The limits of the superfamily Palpimanoidea, as well as the phylogenetic placement of archaeid and mecysmaucheniid spiders within the Araneomorphae, are unresolved. Furthermore, the relationships between the extant and extinct archaeid taxa is also debated and unresolved. This study focuses on these issues by creating a phylogeny from molecular and morphological data and addresses three features of archaeid and mecysmaucheniid evolution: (1) inclusion of several lineages of fossil archaeids clarifies relationships between extant and extinct archaeids and helps explain the disjunct distribution whereby fossils are known only from the northern hemisphere while extant taxa are restricted to the southern hemisphere; (2) the placement of archaeids and mecysmaucheniids within the Araneomorphae; (3) the limits of the superfamily Palpimanoidea and its placement within the Araneomorphae. In addition, the timing of deep diversification within the Araneomorphae is estimated by enforcing a molecular clock that includes the archaeid fossil taxa as noncontemporaneous tips. These temporal estimations are used to examine biogeographic patterns of congruence with continental break-up. Total evidence analysis supports the monophyly of a redefined Palpimanoidea, which includes the archaeids and mecysmaucheniids. This study finds Palpimanoidea to be sister to the Entelegynae and to be an ancient group, with diversification occurring in the Permian. Furthermore, the split between the northern and southern archaeid fauna and the diversification of the southern archaeid clades was likely due to the vicariant events caused by the break-up of Pangaea and Gondwana.

Further study of archaeid spiders offers the possibility to better understand speciation patterns in a group of taxa that have low dispersal abilities and that likely have been on Madagascar since Pangean times. To examine speciation patterns in a lineage that likely did not disperse to Madagascar, the current study sets out to (1) create a phylogeny of archaeid spiders that thoroughly samples Madagascan lineages; (2) calibrate this phylogeny using fossil and geological data and determine the timing of splitting events between the different Gondwana fragments; (3) examine lineage through time plots to determine diversification patterns. In addition, the "neck" trait is treated as a continuous character and its evolution is examined. This study shows that archaeid biogeography patterns are likely explained by vicariance due to Gondwanan break up. The lineage through time plots reveal that the Madagascan archaeids have not experienced increases or decreases in the rate of diversification, meaning a constant rate of lineage accumulation cannot be rejected. Furthermore, the evolution of the "neck" best fits the Brownian motion model, implying that evolution of "neck" length is a product of genetic drift. For archaeid lineages that have been on Madagascar since pre-isolation times gradual accumulation appears to be the rule.

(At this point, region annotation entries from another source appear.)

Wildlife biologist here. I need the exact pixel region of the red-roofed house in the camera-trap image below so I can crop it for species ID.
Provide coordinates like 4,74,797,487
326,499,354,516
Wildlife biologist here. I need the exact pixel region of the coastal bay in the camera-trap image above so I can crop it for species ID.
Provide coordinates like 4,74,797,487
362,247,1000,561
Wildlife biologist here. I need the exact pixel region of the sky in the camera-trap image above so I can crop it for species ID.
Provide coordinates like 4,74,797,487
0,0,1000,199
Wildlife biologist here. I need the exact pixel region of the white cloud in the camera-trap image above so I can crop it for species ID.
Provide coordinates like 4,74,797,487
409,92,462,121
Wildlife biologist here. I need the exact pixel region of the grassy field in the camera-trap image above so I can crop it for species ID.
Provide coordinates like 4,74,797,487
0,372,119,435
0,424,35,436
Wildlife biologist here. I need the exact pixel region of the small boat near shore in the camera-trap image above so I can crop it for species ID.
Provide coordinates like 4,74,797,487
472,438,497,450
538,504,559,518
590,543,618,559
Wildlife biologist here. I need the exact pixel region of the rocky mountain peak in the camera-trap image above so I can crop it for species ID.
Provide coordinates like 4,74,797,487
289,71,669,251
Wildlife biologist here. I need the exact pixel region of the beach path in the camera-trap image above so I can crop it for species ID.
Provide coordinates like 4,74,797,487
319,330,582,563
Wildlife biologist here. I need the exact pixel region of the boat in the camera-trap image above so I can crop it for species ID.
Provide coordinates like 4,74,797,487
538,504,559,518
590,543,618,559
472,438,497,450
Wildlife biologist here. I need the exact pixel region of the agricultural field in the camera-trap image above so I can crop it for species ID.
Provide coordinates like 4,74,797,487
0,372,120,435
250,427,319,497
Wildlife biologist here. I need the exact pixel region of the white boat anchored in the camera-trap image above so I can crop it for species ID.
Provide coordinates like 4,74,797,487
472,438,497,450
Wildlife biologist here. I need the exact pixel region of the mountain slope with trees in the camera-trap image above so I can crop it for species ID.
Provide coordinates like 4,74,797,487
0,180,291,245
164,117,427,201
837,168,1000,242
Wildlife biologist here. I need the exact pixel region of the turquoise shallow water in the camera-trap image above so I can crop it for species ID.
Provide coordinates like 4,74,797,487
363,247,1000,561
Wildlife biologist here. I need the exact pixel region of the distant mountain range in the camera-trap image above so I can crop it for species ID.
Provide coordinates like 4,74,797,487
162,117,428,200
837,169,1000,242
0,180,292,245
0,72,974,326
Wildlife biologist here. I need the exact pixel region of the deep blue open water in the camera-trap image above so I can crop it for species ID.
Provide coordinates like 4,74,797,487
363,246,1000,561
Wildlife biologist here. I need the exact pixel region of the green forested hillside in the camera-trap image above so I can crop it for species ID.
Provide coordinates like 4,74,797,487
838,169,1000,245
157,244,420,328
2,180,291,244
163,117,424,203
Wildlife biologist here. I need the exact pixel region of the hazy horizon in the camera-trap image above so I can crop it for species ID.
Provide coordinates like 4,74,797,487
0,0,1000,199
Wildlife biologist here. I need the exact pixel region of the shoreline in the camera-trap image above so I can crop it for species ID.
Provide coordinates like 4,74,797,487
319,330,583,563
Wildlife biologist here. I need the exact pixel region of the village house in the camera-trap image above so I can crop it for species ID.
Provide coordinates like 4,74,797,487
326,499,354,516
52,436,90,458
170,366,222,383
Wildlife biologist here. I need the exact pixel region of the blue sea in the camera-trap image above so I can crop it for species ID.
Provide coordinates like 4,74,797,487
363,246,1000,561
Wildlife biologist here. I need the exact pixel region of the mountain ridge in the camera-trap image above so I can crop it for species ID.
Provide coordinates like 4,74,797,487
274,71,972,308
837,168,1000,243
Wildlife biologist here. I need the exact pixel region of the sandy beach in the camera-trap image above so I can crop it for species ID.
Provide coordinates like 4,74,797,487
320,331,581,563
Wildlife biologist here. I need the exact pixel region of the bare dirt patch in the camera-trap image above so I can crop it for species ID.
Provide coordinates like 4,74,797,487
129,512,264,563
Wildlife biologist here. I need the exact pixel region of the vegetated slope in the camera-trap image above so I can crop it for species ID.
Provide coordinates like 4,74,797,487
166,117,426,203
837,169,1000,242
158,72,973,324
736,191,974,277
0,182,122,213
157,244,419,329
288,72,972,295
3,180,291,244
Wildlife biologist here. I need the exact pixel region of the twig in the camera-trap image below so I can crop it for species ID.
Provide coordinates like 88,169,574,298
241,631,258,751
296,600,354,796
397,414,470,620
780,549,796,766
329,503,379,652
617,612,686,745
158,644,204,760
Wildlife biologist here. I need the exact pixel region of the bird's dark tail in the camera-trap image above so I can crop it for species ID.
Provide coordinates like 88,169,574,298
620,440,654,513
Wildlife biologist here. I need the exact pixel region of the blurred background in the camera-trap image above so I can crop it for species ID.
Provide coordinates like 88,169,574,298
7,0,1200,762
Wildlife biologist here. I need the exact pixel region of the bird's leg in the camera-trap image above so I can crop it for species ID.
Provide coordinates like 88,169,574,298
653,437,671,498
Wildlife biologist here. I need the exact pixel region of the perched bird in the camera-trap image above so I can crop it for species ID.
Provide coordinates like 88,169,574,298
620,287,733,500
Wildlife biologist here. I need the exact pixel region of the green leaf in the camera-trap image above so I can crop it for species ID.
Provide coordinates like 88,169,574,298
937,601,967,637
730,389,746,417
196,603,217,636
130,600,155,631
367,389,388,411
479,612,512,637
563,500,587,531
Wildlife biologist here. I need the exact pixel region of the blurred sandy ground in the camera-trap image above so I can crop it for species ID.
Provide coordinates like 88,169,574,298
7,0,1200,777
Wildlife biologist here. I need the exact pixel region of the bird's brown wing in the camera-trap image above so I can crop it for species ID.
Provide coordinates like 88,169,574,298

Next, the current study focuses on the trap-jaw in mecysmaucheniid spiders in order to address how it has become modified over the evolutionary history of the lineage. Evolution, function, and morphology of the trap-jaw are examined among different lineages of mecysmaucheniids to assess the extent of conservatism versus plasticity in the trait. This study involves molecular phylogenetic analyses, detailed morphological analysis of jaw structure, and high-speed video recording to assess the variability and evolution of the trap-jaw. Results indicate that there is a large degree of variation in jaw function spanning two orders of magnitude. Within mecysmaucheniids, rapid-inertia-based mechanisms have evolved in parallel 3-4 times. Examination of trap-jaw morphology reveals that each rapid-inertia-based mechanism is unique with different morphologies. The trap-jaw movements in some mecysmaucheniid lineages may be among the fastest animal movements known, with the fastest species attaining jaw-closing speeds of greater than 25 meters/second in less than one tenth of a millisecond.